Backwards incompatible changes¶
Removed support for the old
--issuer-url
,--issuer-alt-name
,--crl-url
and--ocsp-url
options for manage.py init_ca, manage.py edit_ca and manage.py import_ca in favor of--sign-ca-issuer
,--sign-issuer-alternative-name
,--sign-crl-full-name
and--sign-ocsp-responder
.Support for non-standard algorithm names in profile settings was removed.
Drop support for
Django~=4.1
,cryptography~=40
,acme==1.25.0
andcelery~=5.2
.
Deprecation notices¶
The default subject format will switch from OpenSSL-style to RFC 4514 in django-ca 2.0.
Support for OpenSSL-style subjects will be removed in django-ca 2.2.

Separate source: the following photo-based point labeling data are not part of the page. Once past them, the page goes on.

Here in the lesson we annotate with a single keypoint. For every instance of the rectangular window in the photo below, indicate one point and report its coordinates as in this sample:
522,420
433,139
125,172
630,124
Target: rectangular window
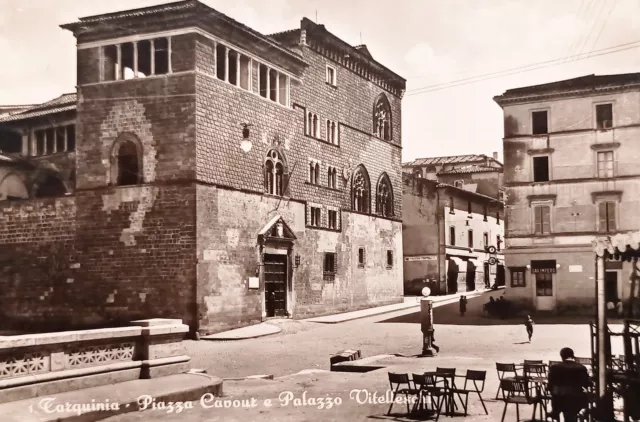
136,59
544,284
607,216
315,217
221,62
540,169
517,277
542,219
333,219
40,142
539,122
50,134
282,86
71,138
273,85
245,73
331,76
329,267
605,164
60,141
604,116
362,258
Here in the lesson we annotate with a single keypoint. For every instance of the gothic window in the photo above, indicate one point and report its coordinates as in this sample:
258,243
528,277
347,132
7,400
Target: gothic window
382,118
360,190
384,197
274,168
126,161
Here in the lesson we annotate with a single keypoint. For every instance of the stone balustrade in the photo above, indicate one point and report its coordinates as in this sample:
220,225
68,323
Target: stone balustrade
40,364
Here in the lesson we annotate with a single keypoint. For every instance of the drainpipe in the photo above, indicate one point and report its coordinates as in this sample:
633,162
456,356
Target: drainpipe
438,225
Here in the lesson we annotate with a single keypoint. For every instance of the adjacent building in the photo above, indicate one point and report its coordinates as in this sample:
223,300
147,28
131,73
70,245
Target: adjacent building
452,237
476,173
203,171
572,174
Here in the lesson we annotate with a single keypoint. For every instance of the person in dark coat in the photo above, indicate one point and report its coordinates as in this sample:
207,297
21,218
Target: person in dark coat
567,382
463,305
529,324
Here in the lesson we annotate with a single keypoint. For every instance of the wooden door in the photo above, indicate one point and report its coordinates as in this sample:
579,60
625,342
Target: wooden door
275,284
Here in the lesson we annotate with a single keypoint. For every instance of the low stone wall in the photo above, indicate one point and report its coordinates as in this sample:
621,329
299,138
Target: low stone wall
42,364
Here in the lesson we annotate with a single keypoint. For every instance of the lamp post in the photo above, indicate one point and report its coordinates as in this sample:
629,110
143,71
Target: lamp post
426,323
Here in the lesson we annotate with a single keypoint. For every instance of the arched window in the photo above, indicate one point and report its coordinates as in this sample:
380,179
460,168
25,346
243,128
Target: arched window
128,165
49,185
360,190
382,118
274,169
384,196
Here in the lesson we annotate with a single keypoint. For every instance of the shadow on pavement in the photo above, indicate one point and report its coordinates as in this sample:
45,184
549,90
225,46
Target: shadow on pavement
450,315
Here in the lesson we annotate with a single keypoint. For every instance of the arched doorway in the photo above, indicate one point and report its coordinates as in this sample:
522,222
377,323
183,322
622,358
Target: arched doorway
452,277
471,276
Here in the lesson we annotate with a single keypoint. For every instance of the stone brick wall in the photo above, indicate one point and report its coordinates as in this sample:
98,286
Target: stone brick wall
36,251
228,255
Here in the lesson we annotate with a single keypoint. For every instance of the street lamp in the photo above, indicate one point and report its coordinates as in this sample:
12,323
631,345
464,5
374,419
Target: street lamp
245,144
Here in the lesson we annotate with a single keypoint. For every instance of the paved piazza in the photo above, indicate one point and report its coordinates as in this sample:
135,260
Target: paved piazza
470,342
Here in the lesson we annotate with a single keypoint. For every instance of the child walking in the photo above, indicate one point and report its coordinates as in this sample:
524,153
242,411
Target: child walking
529,324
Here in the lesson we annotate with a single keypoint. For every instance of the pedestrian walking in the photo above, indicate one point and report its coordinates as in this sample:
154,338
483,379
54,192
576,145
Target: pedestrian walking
433,341
529,324
463,305
567,383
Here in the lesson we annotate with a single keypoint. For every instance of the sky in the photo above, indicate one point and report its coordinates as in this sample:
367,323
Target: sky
442,48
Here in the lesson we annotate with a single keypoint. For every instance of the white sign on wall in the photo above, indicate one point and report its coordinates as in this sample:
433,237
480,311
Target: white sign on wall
421,258
254,283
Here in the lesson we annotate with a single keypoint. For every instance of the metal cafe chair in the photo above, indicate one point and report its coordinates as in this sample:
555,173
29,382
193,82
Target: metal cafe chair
503,370
450,375
474,378
516,391
400,384
426,385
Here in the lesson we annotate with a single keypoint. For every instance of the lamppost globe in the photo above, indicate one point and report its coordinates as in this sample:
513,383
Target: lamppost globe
245,145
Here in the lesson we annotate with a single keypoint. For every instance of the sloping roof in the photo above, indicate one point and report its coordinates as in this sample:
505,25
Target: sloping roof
363,49
360,52
199,8
144,11
453,159
470,169
490,198
583,82
65,102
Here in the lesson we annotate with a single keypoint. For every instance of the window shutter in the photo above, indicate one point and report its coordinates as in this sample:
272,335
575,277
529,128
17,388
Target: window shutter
546,220
602,216
611,216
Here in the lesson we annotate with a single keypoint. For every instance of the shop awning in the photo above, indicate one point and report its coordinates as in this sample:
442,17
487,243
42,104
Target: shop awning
546,266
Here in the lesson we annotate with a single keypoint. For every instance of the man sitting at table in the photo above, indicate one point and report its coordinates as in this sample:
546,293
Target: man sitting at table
566,382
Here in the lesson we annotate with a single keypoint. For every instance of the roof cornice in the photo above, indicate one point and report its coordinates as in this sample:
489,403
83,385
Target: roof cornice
502,100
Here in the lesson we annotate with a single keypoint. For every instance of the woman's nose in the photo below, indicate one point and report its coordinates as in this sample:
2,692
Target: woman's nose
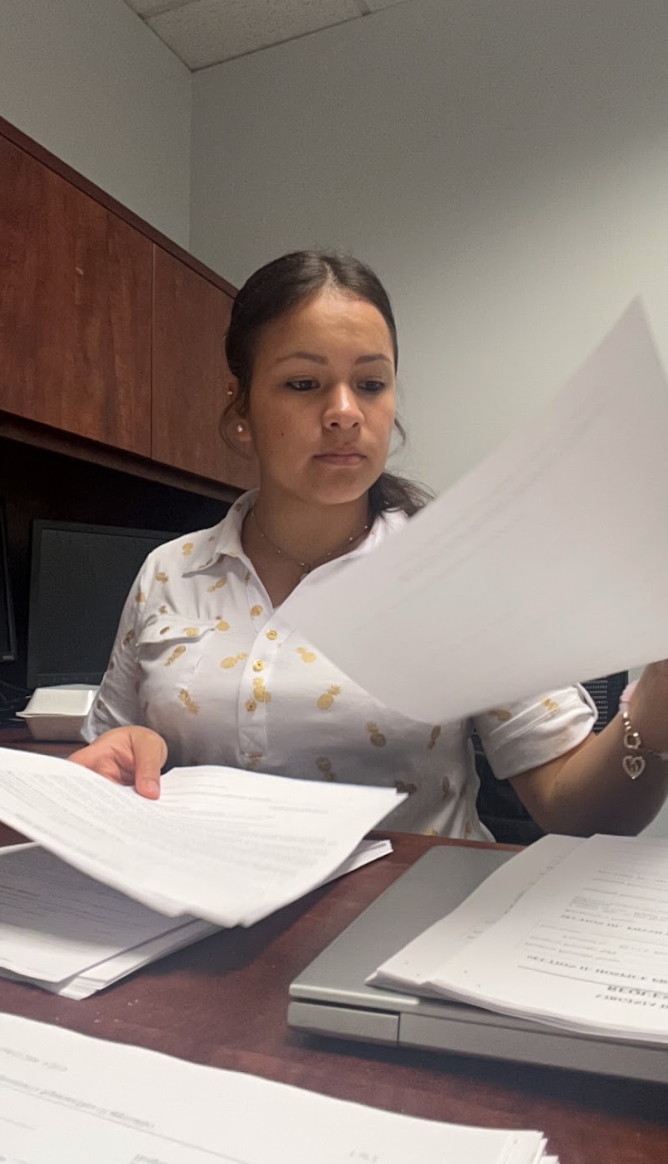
342,410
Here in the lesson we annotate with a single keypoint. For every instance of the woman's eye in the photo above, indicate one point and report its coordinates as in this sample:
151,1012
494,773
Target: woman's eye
301,385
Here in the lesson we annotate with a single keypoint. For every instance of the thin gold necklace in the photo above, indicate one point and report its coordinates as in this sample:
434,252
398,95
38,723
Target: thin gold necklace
306,567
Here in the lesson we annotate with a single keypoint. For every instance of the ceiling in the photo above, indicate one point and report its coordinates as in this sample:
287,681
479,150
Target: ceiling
205,33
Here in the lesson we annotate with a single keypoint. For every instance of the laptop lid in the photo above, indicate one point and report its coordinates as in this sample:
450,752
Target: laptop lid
332,998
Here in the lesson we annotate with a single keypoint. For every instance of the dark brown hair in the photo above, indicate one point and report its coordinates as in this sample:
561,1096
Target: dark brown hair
282,285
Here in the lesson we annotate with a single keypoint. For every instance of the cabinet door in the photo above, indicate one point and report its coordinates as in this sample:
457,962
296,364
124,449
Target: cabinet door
190,374
75,309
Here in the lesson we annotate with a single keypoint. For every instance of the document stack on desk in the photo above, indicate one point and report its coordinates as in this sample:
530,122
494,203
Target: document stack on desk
68,1097
571,934
220,847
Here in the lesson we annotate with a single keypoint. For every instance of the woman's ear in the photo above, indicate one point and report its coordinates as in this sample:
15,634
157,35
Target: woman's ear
234,427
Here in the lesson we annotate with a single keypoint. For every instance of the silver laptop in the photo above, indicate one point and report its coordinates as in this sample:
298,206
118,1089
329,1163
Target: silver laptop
332,998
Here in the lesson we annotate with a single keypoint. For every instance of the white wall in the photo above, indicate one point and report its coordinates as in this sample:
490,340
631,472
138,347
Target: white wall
502,163
89,80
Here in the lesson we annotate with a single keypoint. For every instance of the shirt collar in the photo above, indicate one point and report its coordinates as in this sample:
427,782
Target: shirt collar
226,537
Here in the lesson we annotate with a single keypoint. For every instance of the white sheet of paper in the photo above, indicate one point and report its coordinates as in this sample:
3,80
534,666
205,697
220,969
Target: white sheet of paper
64,1095
545,566
585,948
71,935
225,845
414,966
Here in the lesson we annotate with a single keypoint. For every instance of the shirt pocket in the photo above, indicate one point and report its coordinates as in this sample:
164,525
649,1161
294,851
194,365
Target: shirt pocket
172,644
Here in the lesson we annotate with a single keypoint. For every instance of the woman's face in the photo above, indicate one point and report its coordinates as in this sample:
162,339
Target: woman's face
322,399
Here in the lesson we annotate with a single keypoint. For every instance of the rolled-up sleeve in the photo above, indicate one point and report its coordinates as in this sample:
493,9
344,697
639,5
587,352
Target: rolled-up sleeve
524,735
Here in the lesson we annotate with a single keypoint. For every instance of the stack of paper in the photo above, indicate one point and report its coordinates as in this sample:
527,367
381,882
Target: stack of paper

This is the last release to support Django 3.2.
This is the last release to support acme 2.6.0.
This is the last release to support Alpine 3.16.
REST API changes¶
Note
The REST API is still experimental and endpoints will change without notice.
Certificate issuance is now asynchronous, similar to how certificates are issued via ACME. This enables using CAs where the private key is not directly available to the web server.
The REST API must now be enabled explicitly for each certificate authority. This can be done via the admin interface or the
--enable-api
flag for manage.py init_ca, manage.py edit_ca and manage.py import_ca.